Alternatively, if she recommends sell while the other four recommend buy and the company’s stock price then goes up, she becomes a triple loser.  Not only was her recommendation wrong, but her error was conspicuous, since rival analysts got it right.  Adding insult to injury, her employer would suffer the ill will of a potential client.  All things considered, the safest bet for the individual analyst is to herd with the expected recommendations of other analysts.  Each understands that the interests of other analysts’ employers’ are, like those of her own, better served through buy recommendations. In addition, other analysts are making forecasts not only of how the company’s stock will perform but also of what other analysts will recommend.  So it is easy to see why the analyst’s safest bet is a buy recommendation.   But as careful investors eventually learn, a buy recommendation conveys little useful information about a stock’s future price.

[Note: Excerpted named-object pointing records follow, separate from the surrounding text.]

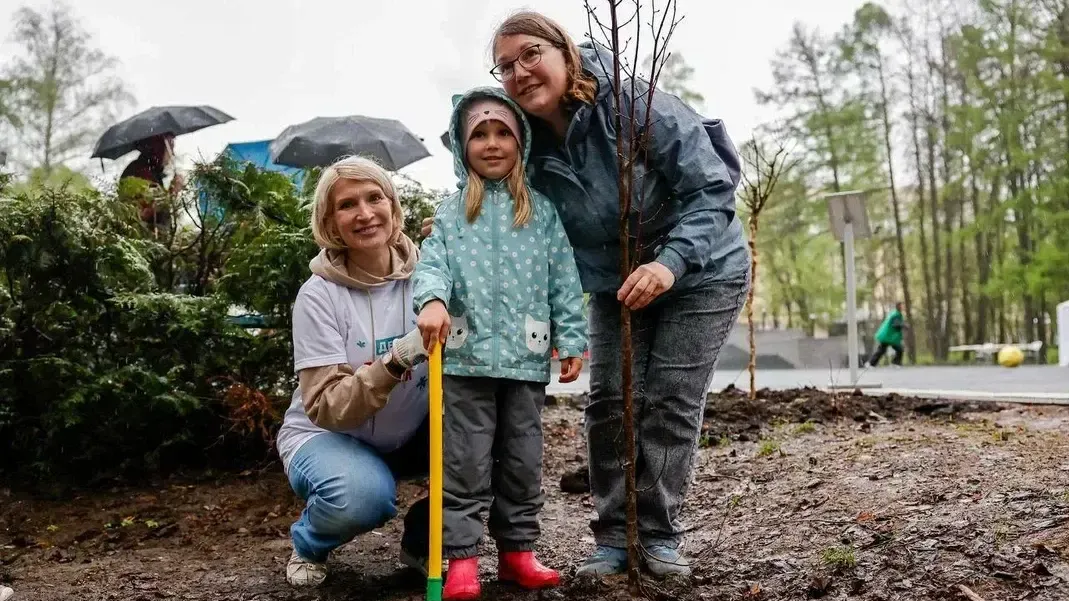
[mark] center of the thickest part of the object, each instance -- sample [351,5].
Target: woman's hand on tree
[408,351]
[433,323]
[644,284]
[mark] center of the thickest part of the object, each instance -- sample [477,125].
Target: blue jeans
[351,489]
[675,344]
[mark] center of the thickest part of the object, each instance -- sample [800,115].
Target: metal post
[848,241]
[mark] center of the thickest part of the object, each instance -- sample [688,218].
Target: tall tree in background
[764,167]
[66,90]
[862,46]
[969,106]
[675,78]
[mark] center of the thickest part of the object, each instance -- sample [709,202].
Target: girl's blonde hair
[581,87]
[358,169]
[517,187]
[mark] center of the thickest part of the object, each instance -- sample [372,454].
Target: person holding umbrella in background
[152,133]
[156,154]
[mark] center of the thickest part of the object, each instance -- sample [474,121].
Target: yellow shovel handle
[434,557]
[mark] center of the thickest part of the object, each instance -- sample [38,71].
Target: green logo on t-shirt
[383,344]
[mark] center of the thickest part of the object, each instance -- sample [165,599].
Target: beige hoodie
[336,397]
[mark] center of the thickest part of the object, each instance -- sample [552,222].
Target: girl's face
[492,150]
[362,214]
[536,75]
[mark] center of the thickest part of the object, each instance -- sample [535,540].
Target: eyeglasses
[528,58]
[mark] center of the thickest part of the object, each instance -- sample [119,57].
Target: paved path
[1038,380]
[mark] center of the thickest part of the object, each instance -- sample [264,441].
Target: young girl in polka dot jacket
[497,286]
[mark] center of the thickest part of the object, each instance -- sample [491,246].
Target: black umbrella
[122,137]
[321,141]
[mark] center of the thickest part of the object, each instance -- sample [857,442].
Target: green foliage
[60,89]
[118,355]
[58,178]
[976,134]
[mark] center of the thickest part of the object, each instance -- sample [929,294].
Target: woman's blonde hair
[517,187]
[358,169]
[581,87]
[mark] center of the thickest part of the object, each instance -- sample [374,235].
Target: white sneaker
[305,573]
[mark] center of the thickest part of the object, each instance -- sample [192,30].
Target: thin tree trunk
[938,326]
[749,308]
[624,153]
[926,272]
[903,274]
[949,201]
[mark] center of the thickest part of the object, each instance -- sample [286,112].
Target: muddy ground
[799,495]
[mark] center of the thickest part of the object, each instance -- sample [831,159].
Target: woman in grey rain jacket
[687,289]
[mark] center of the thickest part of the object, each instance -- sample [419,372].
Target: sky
[272,63]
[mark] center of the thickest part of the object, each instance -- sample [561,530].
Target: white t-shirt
[335,324]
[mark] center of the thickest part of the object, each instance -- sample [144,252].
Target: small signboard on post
[849,222]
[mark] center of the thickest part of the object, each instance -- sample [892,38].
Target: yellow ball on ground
[1010,356]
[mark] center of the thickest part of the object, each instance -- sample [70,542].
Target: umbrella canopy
[321,141]
[177,120]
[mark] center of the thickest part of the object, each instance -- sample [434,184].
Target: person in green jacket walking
[889,335]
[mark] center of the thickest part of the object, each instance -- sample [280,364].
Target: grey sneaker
[305,573]
[664,561]
[606,560]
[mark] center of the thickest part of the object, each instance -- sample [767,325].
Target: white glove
[408,351]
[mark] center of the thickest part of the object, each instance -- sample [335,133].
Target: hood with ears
[455,134]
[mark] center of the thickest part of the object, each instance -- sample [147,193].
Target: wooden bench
[988,351]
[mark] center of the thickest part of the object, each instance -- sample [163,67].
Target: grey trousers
[675,344]
[493,457]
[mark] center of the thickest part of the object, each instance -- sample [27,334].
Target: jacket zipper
[496,278]
[561,169]
[371,310]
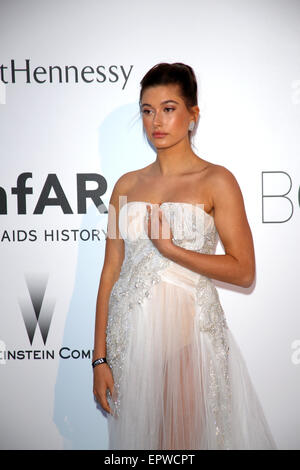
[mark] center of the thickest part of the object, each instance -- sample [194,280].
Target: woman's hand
[103,380]
[158,230]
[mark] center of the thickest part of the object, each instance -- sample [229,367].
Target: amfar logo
[53,185]
[36,310]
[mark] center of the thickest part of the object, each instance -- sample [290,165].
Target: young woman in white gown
[173,376]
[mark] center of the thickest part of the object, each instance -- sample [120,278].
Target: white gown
[180,379]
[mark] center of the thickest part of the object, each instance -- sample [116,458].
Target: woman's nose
[157,119]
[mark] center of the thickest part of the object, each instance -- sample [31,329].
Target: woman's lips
[159,135]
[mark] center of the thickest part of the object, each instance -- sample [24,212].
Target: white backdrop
[56,128]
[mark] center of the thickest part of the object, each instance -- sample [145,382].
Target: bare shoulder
[223,183]
[126,182]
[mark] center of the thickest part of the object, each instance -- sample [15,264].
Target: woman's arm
[114,255]
[237,265]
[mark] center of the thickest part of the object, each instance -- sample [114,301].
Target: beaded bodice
[143,266]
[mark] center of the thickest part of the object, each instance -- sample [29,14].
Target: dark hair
[177,73]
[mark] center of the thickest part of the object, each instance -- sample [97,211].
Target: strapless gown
[180,381]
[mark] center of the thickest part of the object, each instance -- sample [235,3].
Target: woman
[166,367]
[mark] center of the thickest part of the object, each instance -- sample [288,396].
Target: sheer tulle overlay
[180,379]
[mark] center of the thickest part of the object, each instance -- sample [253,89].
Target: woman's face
[165,115]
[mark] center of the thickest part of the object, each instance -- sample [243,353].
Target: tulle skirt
[184,387]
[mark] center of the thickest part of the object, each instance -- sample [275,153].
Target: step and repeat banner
[70,127]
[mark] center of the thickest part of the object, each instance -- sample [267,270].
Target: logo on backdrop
[38,312]
[277,207]
[51,198]
[24,72]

Does the world have too many hedge fund managers?
What are the career aspirations of the nation’s most accomplished and ambitious students these days? I haven’t seen a formal survey, but a rapidly growing percentage of the best students I teach say they want to manage hedge funds or private equity firms.

Why is that?
Little wonder.  This market is what economists call a winner-take-all market — essentially a tournament in which a handful of winners are selected from a much larger field of initial contestants. Such markets tend to attract too many contestants for two reasons. The first is an information bias. An intelligent decision about whether to enter any tournament requires an accurate estimate of the odds of winning. Yet people’s assessments of their relative skill levels are notoriously optimistic. Surveys show, for example, that more than 90% of workers consider themselves more productive than their average colleague. This overconfidence bias is especially likely to distort career choice because, in addition to the motivational forces that support it, the biggest winners in many tournaments are so conspicuous. For example, NBA (National Basketball Association, the US league) stars who earn eight-figure salaries appear on television several nights a week, whereas the thousands who failed to make the league attract little notice.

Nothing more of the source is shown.